The National Assembly remains the only viable path for those who believe in restructuring, because it is only by legislation that things will change except the people want to go to war; and no one is talking about that.

Why do you think the calls for restructuring have become rather stringent now?

The call for restructuring has never stopped as a matter of fact it goes on every day. But if there is a new impetus to it, now, it is because they, the perpetrators have realised, like everyone else that it is the only thing to be done for Nigeria to survive; otherwise Nigeria will disintegrate. They have also seen that if there is a disintegration of the country, there will be a human disaster in the North. There is no other area in the world that is as landlocked as Northern Nigeria; they have no access to the sea. It will be unlike during the Nigerian/Biafra civil war when there was a conspiracy against Eastern Nigeria as the Yoruba, Ijaw and the others surrounding the East aligned with the north.

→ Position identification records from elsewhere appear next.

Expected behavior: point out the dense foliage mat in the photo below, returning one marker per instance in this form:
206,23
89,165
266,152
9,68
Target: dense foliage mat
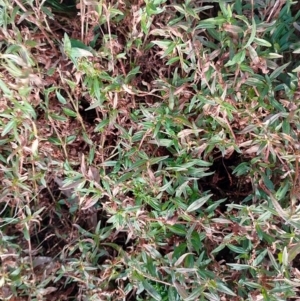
149,150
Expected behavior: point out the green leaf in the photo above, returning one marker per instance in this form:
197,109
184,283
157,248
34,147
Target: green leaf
237,59
198,203
278,71
253,33
221,287
60,98
151,290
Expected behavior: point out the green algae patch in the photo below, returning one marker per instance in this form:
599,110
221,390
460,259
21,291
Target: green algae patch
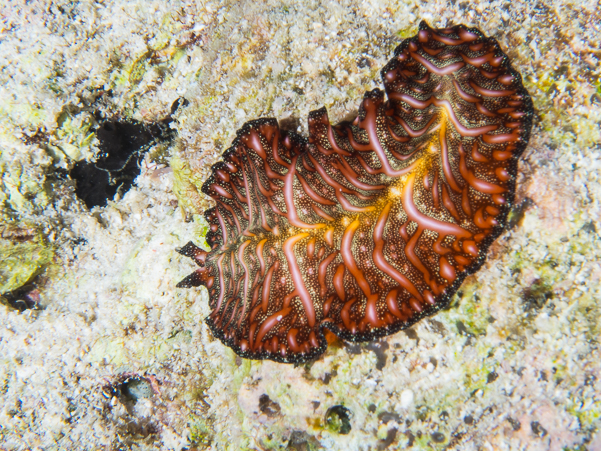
21,262
187,185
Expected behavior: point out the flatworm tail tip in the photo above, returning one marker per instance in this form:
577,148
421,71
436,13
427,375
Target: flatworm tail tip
367,226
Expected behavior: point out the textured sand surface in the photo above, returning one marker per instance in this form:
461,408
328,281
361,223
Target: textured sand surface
513,364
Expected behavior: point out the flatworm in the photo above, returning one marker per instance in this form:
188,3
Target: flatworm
367,226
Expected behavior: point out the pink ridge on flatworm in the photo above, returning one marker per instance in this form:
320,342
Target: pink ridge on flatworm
366,226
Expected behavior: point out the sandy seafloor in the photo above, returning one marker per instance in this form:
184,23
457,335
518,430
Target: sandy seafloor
514,364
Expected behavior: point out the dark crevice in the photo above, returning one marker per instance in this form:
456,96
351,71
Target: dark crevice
122,145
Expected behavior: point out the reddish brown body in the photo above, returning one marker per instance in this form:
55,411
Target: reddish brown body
369,225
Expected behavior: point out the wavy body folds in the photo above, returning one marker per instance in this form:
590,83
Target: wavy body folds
366,226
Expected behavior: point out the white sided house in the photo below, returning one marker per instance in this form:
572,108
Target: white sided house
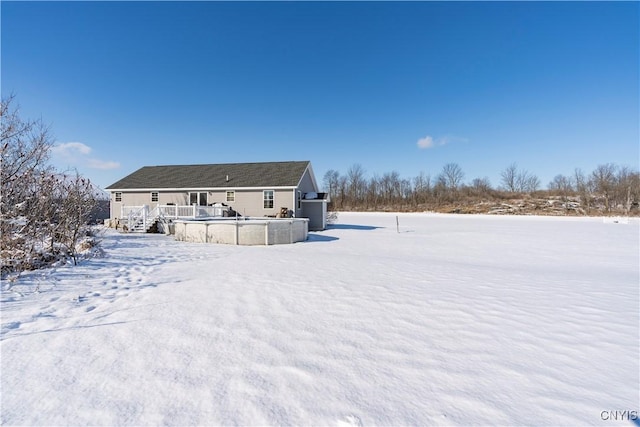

They have also seen the backlash following the threat and exit order issued by northern youth groups to the Igbo to leave the North by October 1, 2017.  Some ethnic nationalities have not taken the order as just a threat against the Igbo alone. The Yoruba are talking of the Odu’a Republic, the militant groups in the Niger Delta in response to that order have also promised to declare their own republic while the Middle Belt have said that they will go with the Igbo. What is left? This must have jolted some voices to revisit the gospel of restructuring. It is ironic that even the northern youths called for a referendum for Biafra, without realizing that it will not work because it will take some restructuring for a referendum to be realised. So if they are talking of restructuring now, it is because the stark reality is staring all of them in the face; there is a need to change things.

 

Where do you see the South East particularly in this call for restructuring?

It leaves the South East better off. The Igbo are spread all over the country. If you give a Nigerian the latitude, freedom, space to develop at his own pace, the Igbo man will prosper. It is the difficult environment we have all found ourselves that has led the Igbo man to migrate to different parts of the world and they are doing very well.

Should the desire for Biafra be discarded, seeing how the quest is possibly estranging the Igbo from the larger Nigeria as it easily evokes violence, war, secession?

No, the quest for Biafra should not be discarded. It is the only thing that will keep Nigeria conscious of the fact that Igbo people have options. The issue of Biafra should and will always be in the front burner; it will only recede as the issues that brought about the agitation are addressed.

Take for an example, Ethiopia, a country mired in inter-ethnic war for decades. As part of efforts to end the war, they drew up a new constitution after a reconciliation of all the ethnic nationalities. And in the negotiations, Section 31 of the Ethiopian Constitution, provided an exit clause. The clause noted that if at any point in time an ethnic nationality feels it wants to exit the Republic of Ethiopia, it will apply and there will be a plebiscite. And if a majority of the people vote in favour of the exit, then the ethnic group will exit. Incidentally, since that constitution was adopted, no ethnic nationality in Ethiopia has attempted to invoke that constitutional provision. The reason is that the government of Ethiopia, at every point in time, is conscious of the fact that the ethnic nationalities have options and so there is fairness, justice in governance and there is a sense of belonging as no one wants to leave, because they are happy.

It makes us look stupid before the civilized world when we say that Nigeria’s unity is non-negotiable, indivisible, etc. Even marriage, the oldest human institution in the world, daily undergoes various levels of negotiations between the parties involved in order for the union to survive. We should renegotiate our coexistence in order to have a better country.